A Ivete ligou… às 3h da manhã
“Energia de Gostosa”, hit do verão, foi escrito por elas (e por ele também)


Três da manhã. Feriado. O celular de Larissa Tavares toca pela terceira vez. Meio dormindo, ela pensa numa emergência — quem sabe a avó, passando mal? Atende, coração acelerado.
– “Alô?”
– “Lari?”, responde a voz inconfundível.
– “Você conhece isso aqui?”
E então, do outro lado da linha, Ivete Sangalo começa a cantar: “Ela, primeiro ela. Ela segundo ela. Ela terceiro ela…”
Lari levanta da cama num pulo.

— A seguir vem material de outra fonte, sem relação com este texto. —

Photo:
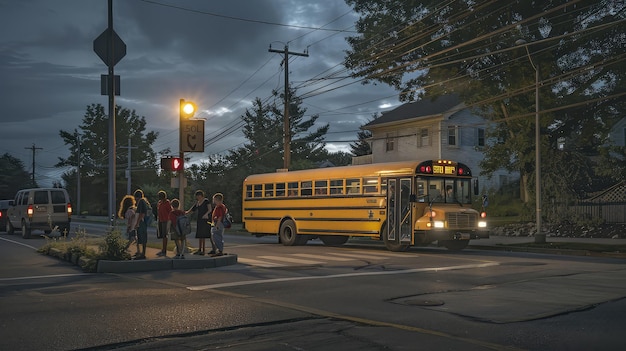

Grita. Acorda a casa inteira. “Ela já chegou cantando a música, dizendo que tinha amado. E falou: ‘Eu te liguei três da manhã que é pra você não dormir mais mesmo!’”, lembra. “E eu realmente não dormi. Não conseguia.”
Ivete ainda sugeriu: “Vá correr na orla pra se acalmar.”
“Mas eu não consegui nem correr. A perna tava bamba”, conta Larissa, rindo da própria incredulidade.
A ligação era sigilosa. A música ainda não era dela — mas já era. O título? “Energia de Gostosa”. O destino? O verão.
A faixa nasceu de um encontro entre três compositoras baianas e um parceiro: o projeto Escrito por Elas convida. O time feminino é formado por Larissa Mendes, Luana Matos e Tássia Morais; o bendito fruto é Rafa Lemos.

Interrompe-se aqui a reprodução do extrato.